IHSG Diprediksi Melanjutkan Pelemahan pada Perdagangan 22 Mei 2026

IHSG Diprediksi Melanjutkan Pelemahan pada Perdagangan 22 Mei 2026
Foto: Ilustrasi IHSG Diprediksi Melanjutkan Pelemahan pada Perdagangan 22 Mei 2026.

Laju Indeks Harga Saham Gabungan (IHSG) diperkirakan masih akan berada dalam tren menurun pada sesi perdagangan Jumat (22/5/2026). Pergerakan indeks saham domestik ini dipengaruhi oleh sejumlah faktor eksternal dan kondisi makroekonomi yang menekan pasar modal.

Sentimen negatif yang membayangi pergerakan indeks datang dari kelanjutan aksi jual yang dilakukan investor terhadap saham-saham yang keluar dari indeks MSCI. Kondisi ini diperparah oleh penurunan harga pada mayoritas komoditas global serta nilai tukar rupiah terhadap dolar Amerika Serikat yang kembali berada dalam posisi tertekan.

Seperti dilansir dari Investor Daily, pergerakan indeks acuan domestik ini diperkirakan bergerak pada area batas bawah dan batas atas yang telah ditentukan oleh analis teknikal.

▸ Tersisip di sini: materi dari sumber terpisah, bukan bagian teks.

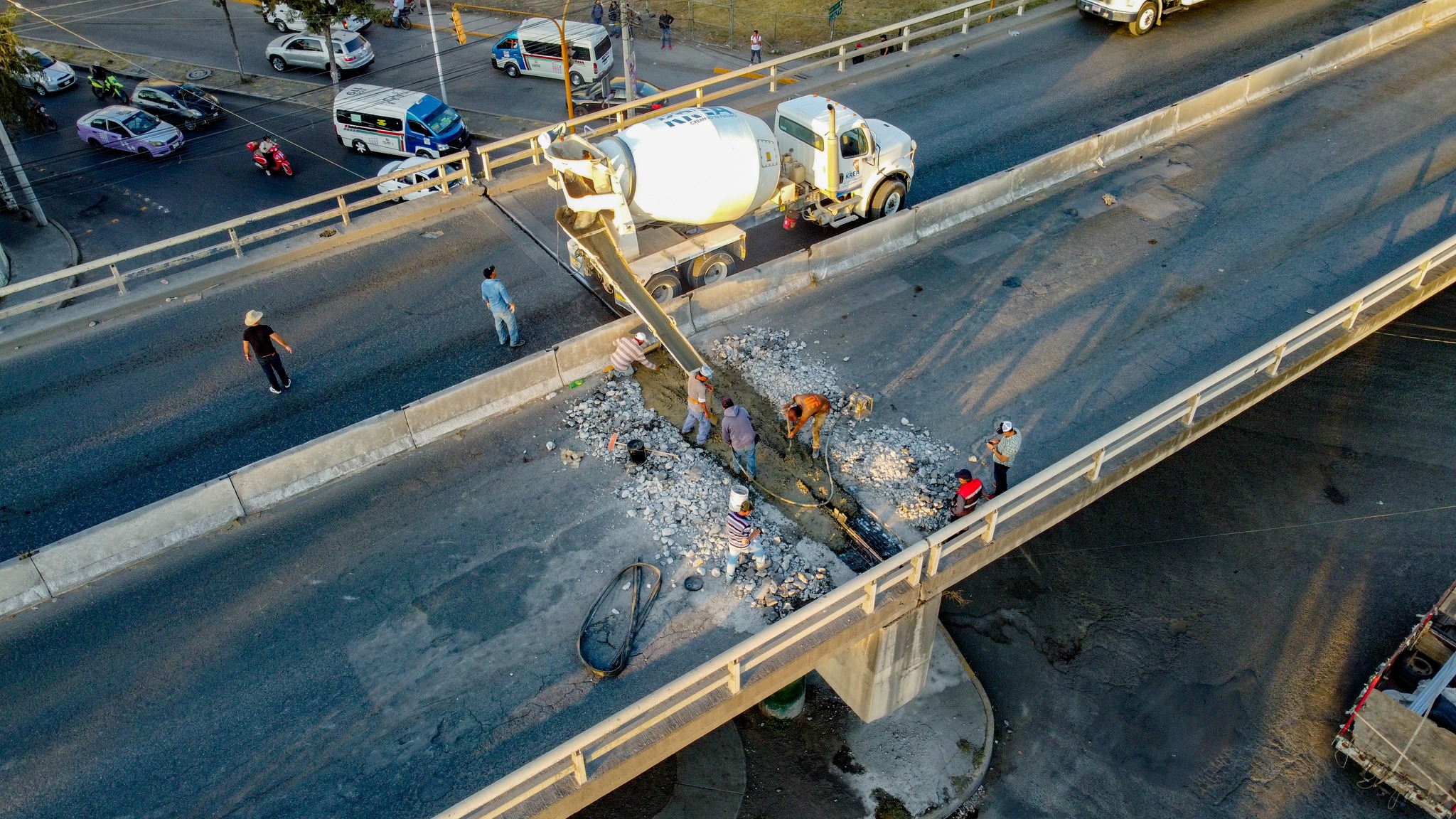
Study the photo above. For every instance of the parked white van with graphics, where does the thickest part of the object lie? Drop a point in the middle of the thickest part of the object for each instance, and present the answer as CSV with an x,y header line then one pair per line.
x,y
535,48
398,122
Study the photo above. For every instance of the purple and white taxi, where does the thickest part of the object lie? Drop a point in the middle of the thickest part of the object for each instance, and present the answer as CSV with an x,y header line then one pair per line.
x,y
133,130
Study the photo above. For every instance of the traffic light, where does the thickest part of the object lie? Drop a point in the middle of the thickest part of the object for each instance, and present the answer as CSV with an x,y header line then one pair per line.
x,y
455,16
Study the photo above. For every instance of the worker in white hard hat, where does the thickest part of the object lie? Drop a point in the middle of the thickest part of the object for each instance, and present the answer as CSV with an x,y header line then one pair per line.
x,y
698,395
629,352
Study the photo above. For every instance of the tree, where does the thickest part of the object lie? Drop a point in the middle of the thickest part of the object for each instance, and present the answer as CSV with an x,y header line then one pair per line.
x,y
322,15
232,34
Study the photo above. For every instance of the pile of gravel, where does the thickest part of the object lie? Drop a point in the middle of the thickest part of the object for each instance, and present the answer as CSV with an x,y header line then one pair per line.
x,y
900,462
685,502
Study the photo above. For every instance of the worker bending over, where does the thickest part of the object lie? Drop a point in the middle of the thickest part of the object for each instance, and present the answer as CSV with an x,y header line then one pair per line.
x,y
743,537
698,394
629,352
967,494
804,407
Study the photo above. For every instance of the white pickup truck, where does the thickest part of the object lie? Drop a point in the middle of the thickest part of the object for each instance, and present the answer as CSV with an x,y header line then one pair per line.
x,y
683,187
1139,15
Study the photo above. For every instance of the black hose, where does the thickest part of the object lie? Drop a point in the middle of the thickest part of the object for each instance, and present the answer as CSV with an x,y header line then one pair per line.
x,y
637,611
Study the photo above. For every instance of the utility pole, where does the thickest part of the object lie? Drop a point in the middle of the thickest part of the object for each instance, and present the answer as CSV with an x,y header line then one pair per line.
x,y
434,44
21,177
628,57
232,34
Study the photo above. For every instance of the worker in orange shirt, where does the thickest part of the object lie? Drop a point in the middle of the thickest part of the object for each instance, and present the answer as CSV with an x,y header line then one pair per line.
x,y
804,407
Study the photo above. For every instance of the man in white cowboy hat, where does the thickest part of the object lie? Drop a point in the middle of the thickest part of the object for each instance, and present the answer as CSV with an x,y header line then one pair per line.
x,y
629,352
258,340
1004,446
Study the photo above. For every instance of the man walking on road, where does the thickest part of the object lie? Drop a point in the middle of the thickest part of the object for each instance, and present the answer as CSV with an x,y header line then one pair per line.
x,y
258,341
628,353
698,392
503,309
804,407
1004,451
740,437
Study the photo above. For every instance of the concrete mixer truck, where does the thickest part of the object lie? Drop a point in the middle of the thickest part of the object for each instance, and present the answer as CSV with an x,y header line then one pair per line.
x,y
683,187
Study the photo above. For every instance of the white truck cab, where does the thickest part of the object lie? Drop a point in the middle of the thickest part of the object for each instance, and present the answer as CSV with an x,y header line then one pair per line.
x,y
1139,15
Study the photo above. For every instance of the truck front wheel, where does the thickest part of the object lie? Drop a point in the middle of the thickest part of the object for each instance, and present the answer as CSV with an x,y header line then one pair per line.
x,y
1145,21
711,267
664,287
889,198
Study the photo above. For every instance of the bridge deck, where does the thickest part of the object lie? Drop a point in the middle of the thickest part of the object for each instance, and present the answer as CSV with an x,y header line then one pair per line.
x,y
400,640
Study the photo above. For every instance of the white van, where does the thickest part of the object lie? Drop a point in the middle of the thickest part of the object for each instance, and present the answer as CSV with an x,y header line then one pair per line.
x,y
398,122
535,48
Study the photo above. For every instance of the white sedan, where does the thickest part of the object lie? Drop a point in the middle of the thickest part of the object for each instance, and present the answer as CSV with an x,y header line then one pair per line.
x,y
422,176
44,75
287,19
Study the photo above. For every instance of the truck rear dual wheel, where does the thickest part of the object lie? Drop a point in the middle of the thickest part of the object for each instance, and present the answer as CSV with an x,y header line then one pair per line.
x,y
1145,21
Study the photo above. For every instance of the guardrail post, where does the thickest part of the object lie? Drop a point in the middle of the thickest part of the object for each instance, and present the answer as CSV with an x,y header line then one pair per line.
x,y
1193,407
1420,276
1354,314
579,766
122,283
1279,359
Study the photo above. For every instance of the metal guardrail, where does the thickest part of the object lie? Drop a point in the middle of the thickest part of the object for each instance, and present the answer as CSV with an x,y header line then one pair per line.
x,y
235,242
769,73
944,556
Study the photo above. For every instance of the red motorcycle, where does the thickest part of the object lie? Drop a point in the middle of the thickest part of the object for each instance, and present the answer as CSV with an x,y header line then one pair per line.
x,y
269,158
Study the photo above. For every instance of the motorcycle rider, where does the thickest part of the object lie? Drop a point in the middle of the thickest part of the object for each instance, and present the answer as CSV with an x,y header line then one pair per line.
x,y
265,151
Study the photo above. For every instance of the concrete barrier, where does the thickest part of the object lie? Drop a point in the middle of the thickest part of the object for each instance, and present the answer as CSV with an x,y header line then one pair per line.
x,y
1053,168
862,244
1139,133
137,535
587,355
963,205
358,446
1211,104
21,587
486,395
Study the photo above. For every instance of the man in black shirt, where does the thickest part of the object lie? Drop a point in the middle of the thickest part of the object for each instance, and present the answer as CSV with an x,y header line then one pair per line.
x,y
258,341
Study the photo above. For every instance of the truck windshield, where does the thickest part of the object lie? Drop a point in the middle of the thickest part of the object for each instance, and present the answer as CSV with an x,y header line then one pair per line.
x,y
441,120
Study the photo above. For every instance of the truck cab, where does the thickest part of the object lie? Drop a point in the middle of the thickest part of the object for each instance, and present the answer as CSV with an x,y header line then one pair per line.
x,y
867,177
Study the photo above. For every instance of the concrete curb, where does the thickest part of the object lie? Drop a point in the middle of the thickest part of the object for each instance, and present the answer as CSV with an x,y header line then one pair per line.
x,y
134,537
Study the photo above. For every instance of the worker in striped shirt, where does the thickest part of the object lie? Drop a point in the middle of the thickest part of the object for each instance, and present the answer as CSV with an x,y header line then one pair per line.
x,y
743,537
629,352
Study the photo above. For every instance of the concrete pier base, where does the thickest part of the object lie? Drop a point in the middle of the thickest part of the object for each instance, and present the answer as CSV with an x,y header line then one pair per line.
x,y
886,669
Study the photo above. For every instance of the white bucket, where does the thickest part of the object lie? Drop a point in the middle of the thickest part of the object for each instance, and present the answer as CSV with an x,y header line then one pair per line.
x,y
737,494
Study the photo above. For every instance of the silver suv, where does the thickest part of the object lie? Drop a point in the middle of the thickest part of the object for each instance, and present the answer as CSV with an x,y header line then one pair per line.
x,y
351,51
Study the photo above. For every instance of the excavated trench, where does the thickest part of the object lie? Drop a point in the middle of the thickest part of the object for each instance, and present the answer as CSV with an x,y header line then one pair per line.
x,y
783,470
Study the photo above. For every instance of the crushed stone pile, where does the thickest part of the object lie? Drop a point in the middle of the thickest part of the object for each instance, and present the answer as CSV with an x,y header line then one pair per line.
x,y
683,499
901,462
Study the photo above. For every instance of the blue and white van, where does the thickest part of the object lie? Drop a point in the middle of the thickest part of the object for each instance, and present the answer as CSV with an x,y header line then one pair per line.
x,y
535,48
397,122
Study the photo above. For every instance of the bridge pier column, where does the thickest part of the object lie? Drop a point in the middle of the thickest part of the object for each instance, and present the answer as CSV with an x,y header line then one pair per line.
x,y
886,669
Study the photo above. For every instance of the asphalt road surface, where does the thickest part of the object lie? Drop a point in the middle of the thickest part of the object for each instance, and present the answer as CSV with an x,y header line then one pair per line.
x,y
1078,75
112,201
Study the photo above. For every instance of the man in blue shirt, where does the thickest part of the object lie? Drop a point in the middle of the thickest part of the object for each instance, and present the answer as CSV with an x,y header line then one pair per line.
x,y
501,308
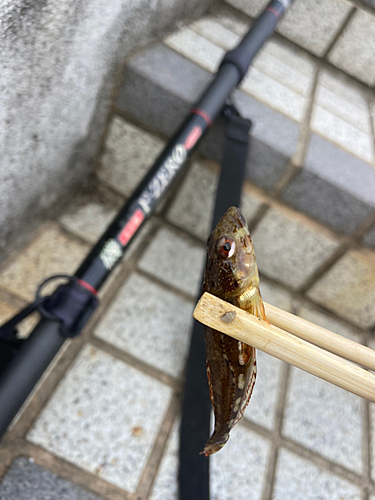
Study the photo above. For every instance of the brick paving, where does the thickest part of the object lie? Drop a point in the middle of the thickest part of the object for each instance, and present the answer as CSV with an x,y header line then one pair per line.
x,y
103,421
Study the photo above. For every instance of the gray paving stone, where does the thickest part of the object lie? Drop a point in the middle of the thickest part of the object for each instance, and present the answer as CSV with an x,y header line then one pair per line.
x,y
325,419
348,288
268,80
311,314
239,470
28,481
262,406
353,52
150,323
333,186
299,479
287,249
88,221
175,260
193,207
159,88
369,237
129,152
104,417
313,25
343,98
50,252
165,486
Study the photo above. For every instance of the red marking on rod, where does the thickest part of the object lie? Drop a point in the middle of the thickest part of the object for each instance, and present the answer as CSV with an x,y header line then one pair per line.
x,y
88,287
192,138
206,117
131,226
274,11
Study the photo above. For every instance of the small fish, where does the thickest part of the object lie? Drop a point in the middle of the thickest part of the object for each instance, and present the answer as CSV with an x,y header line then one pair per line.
x,y
231,274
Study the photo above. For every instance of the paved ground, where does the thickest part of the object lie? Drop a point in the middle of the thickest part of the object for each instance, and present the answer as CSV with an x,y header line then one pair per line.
x,y
103,422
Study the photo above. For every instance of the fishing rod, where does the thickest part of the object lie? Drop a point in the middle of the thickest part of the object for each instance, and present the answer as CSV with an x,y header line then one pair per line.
x,y
68,309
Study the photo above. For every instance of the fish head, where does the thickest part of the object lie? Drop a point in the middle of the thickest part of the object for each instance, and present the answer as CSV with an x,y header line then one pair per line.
x,y
230,266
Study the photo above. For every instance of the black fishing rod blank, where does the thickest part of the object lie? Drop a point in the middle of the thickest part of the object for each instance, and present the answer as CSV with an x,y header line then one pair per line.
x,y
25,369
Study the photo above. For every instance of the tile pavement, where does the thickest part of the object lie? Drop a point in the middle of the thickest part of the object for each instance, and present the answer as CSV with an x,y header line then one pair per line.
x,y
111,420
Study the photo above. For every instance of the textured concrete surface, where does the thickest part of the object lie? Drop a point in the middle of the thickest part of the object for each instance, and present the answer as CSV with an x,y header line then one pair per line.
x,y
51,252
333,187
287,250
299,479
159,85
128,154
176,260
104,417
352,51
88,221
193,207
58,64
313,25
348,288
163,336
27,481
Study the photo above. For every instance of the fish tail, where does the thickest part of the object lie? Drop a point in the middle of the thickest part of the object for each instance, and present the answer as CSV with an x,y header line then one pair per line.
x,y
215,443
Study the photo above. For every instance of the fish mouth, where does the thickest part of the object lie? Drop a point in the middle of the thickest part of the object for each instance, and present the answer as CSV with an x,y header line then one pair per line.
x,y
234,217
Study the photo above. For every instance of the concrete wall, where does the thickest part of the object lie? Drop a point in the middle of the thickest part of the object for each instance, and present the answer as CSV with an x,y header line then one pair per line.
x,y
57,63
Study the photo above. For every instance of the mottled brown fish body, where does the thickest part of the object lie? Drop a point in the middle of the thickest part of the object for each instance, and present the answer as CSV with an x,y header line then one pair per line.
x,y
231,273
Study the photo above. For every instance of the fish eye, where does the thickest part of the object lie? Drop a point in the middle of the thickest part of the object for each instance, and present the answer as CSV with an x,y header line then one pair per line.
x,y
226,247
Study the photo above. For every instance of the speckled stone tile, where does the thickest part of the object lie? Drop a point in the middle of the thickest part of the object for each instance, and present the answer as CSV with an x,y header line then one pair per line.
x,y
274,94
104,417
311,314
239,469
150,323
27,481
129,152
212,30
343,133
196,48
229,473
236,24
353,51
50,252
287,249
299,479
325,419
262,406
193,207
344,99
176,260
165,486
313,25
88,221
252,9
348,288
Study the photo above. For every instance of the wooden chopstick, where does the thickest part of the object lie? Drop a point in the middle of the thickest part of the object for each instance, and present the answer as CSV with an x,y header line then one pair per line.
x,y
332,342
247,328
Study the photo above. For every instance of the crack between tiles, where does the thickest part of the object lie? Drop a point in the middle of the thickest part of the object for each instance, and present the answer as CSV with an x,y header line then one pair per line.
x,y
342,28
91,482
135,362
150,471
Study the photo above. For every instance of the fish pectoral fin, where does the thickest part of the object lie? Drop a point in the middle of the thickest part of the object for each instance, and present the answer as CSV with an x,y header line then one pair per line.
x,y
215,443
258,308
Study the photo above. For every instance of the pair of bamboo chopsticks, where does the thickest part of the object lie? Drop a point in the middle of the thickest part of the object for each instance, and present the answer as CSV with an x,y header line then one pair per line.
x,y
296,341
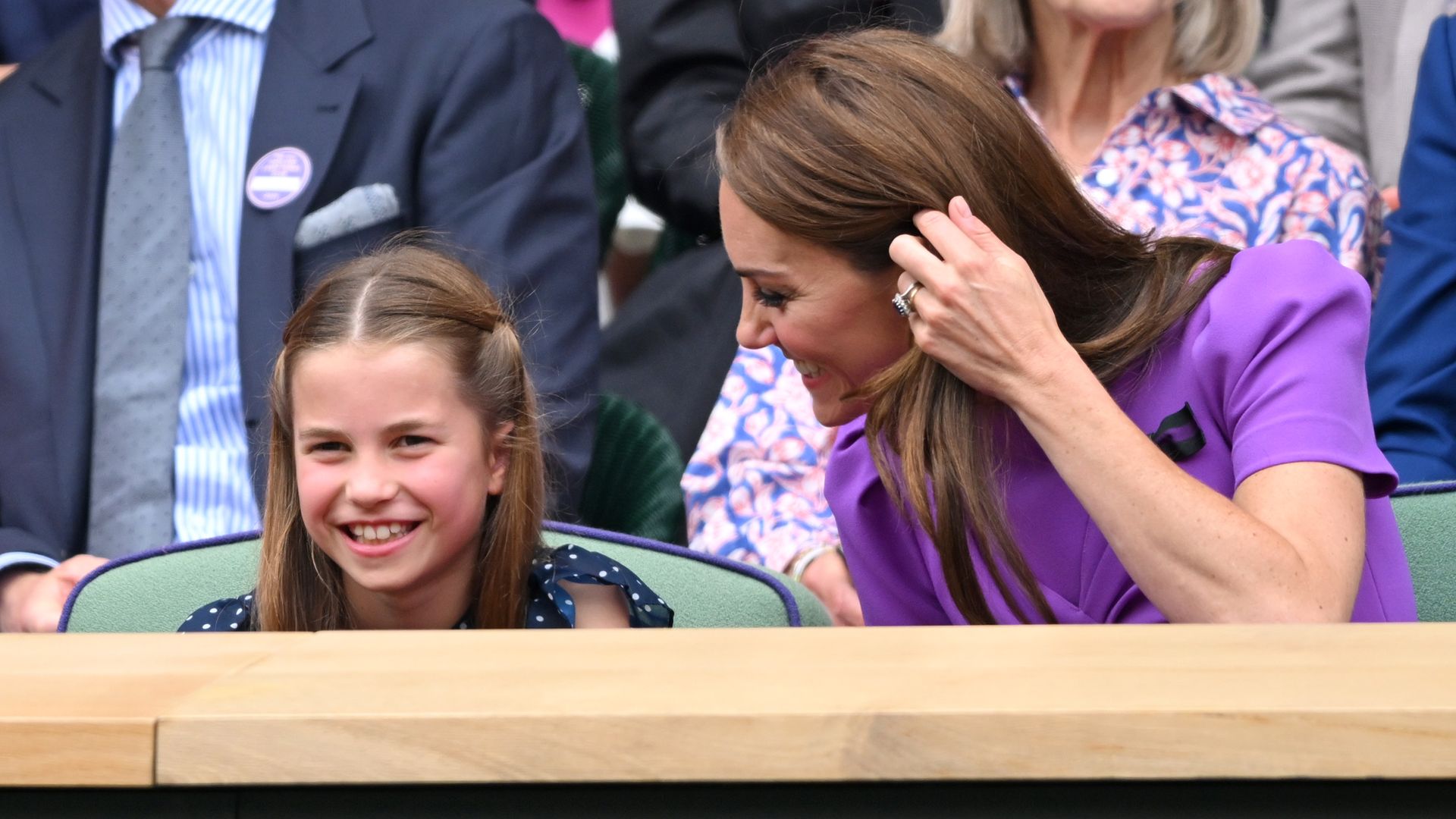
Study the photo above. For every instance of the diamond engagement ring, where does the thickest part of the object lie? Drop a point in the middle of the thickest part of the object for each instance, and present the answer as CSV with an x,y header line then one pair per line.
x,y
905,302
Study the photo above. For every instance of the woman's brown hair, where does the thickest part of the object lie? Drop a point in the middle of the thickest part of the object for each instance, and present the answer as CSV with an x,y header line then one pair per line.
x,y
842,143
398,295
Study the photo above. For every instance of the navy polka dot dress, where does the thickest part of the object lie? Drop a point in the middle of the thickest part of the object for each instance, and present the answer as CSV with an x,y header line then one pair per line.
x,y
549,604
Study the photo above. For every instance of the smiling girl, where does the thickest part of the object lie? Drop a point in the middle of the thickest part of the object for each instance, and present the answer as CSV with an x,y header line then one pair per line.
x,y
405,483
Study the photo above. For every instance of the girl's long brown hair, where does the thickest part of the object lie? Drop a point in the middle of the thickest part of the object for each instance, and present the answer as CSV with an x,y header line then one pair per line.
x,y
406,293
842,143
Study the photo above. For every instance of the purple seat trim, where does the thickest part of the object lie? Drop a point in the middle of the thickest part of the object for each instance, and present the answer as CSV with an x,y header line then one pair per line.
x,y
1435,487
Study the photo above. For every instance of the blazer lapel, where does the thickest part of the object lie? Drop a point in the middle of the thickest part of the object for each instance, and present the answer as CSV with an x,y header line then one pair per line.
x,y
305,98
58,183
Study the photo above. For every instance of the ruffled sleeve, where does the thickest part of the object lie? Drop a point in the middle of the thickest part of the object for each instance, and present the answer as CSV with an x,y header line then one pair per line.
x,y
229,614
1283,343
551,604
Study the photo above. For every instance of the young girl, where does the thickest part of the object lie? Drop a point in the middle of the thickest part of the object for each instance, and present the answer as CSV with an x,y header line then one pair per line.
x,y
405,482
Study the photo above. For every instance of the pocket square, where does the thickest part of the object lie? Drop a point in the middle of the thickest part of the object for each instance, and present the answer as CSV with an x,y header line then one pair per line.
x,y
356,210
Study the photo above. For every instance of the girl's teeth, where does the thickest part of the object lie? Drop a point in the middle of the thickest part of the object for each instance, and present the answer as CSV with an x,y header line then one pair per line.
x,y
372,534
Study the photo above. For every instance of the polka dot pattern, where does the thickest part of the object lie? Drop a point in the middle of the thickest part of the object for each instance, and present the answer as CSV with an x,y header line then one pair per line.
x,y
549,607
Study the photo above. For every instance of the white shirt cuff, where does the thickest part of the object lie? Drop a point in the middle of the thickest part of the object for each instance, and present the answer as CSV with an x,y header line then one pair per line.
x,y
25,558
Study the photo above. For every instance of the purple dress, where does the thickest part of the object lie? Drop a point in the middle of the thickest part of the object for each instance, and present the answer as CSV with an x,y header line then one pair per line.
x,y
1272,366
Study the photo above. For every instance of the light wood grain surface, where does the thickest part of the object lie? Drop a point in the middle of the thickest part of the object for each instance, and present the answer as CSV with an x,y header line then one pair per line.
x,y
82,708
826,704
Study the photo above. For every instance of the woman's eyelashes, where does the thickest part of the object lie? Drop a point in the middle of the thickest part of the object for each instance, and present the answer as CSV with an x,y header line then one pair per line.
x,y
769,297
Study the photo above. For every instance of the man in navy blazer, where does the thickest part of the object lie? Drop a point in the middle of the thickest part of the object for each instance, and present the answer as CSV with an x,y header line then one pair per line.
x,y
466,108
1413,337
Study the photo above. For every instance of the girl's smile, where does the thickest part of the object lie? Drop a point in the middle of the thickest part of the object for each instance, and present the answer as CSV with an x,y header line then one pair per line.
x,y
395,471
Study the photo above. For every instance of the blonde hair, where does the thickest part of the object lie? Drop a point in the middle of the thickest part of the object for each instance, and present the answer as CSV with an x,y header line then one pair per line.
x,y
398,295
1210,36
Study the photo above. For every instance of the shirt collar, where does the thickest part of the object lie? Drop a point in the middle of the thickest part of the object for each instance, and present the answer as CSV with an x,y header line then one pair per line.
x,y
123,18
1232,102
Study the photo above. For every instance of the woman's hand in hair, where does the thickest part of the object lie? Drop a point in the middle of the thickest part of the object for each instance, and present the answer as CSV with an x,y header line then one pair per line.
x,y
981,311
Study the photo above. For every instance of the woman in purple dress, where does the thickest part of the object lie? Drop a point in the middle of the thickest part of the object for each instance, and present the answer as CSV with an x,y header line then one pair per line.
x,y
1076,423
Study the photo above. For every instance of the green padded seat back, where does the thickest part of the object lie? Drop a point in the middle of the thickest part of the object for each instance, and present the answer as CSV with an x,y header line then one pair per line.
x,y
1427,519
634,483
156,591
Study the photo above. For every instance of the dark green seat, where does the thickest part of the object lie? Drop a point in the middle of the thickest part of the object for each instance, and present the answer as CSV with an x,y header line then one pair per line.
x,y
634,483
1427,519
156,591
598,86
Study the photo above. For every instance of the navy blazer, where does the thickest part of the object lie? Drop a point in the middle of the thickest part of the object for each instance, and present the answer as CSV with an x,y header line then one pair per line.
x,y
1413,334
468,108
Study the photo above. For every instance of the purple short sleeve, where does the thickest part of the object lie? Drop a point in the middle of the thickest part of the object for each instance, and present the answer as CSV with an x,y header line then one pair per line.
x,y
1285,337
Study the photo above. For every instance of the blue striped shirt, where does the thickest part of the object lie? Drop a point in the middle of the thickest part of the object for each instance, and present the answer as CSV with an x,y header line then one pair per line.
x,y
218,77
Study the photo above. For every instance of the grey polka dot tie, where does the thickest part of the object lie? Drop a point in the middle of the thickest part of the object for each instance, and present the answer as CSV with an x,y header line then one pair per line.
x,y
142,309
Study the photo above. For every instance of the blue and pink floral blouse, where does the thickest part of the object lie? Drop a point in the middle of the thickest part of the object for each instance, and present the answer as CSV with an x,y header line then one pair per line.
x,y
1207,158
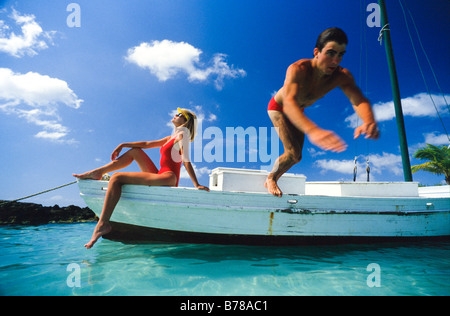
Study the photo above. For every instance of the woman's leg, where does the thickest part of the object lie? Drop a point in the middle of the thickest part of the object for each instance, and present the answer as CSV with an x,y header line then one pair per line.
x,y
115,190
134,154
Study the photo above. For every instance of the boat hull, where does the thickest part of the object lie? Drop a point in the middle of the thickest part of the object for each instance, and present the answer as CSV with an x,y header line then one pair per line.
x,y
189,215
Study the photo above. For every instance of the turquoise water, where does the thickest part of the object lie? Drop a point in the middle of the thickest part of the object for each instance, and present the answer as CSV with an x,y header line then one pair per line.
x,y
51,260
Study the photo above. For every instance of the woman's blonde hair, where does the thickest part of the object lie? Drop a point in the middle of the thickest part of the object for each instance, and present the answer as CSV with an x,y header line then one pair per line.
x,y
191,122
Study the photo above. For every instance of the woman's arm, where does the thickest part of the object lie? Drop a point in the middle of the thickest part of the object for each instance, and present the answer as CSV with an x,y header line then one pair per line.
x,y
143,145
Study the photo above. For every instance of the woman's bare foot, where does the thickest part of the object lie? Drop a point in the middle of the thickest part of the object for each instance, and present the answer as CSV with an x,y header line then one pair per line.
x,y
94,175
273,188
100,230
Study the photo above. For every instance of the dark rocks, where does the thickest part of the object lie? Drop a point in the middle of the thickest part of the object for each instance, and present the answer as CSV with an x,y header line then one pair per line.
x,y
16,213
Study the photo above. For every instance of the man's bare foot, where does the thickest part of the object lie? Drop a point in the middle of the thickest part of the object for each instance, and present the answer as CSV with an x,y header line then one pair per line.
x,y
94,175
100,230
273,188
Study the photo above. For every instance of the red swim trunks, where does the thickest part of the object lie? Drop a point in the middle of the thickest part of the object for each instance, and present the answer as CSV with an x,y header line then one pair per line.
x,y
274,106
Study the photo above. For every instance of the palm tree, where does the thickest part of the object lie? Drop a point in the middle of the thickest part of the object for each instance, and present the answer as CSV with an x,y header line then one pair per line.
x,y
439,160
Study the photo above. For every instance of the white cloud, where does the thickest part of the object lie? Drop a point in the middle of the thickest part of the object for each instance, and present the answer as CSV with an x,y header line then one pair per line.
x,y
36,98
386,162
419,105
165,59
32,39
435,139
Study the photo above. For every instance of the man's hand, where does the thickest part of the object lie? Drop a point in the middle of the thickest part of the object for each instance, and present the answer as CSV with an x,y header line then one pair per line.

"IHSG diprediksi akan melanjutkan pelemahannya dengan kisaran support 6.000-5.900 dan resist 6.190-6.285," tulis CGS International Sekuritas Indonesia dalam ulasan, Jumat (22/5/2026).

Sementara itu, situasi di pasar global menunjukkan dinamika yang berbeda setelah bursa saham Wall Street di Amerika Serikat berhasil menutup perdagangan sebelumnya dengan penguatan tipis. Performa ini terjadi di tengah fluktuasi harga minyak mentah dunia serta pergerakan imbal hasil obligasi pemerintah AS.

Para pelaku pasar di bursa global dilaporkan memiliki optimisme bahwa ketegangan geopolitik yang terjadi di wilayah Timur Tengah dapat segera mereda dalam waktu dekat. Pergerakan harga minyak mentah dan imbal hasil obligasi pemerintah sempat merangkak naik pada awal sesi, sebelum akhirnya berbalik arah menjadi melemah.

Dinamika harga komoditas dan obligasi pada awal perdagangan tersebut dipicu oleh laporan kantor berita Reuters mengenai kebijakan internal Iran. Pemimpin tertinggi Iran dilaporkan mengambil keputusan untuk tetap mempertahankan cadangan Uranium di dalam negeri dan tidak memindahkannya ke pihak lain.

Langkah politik tersebut dinilai oleh para analis dapat memperumit jalannya proses negosiasi untuk mencapai kesepakatan damai antara pihak Amerika Serikat dan Iran. Situasi geopolitik ini turut memberikan dampak tidak langsung terhadap arah pergerakan dana global.

Menghadapi proyeksi penurunan indeks pada perdagangan hari ini, CGS International Sekuritas Indonesia memberikan rekomendasi saham HMSP, WIIM, CPIN, BRIS, SSIA dan AMRT untuk trading, Jumat (22/5/2026).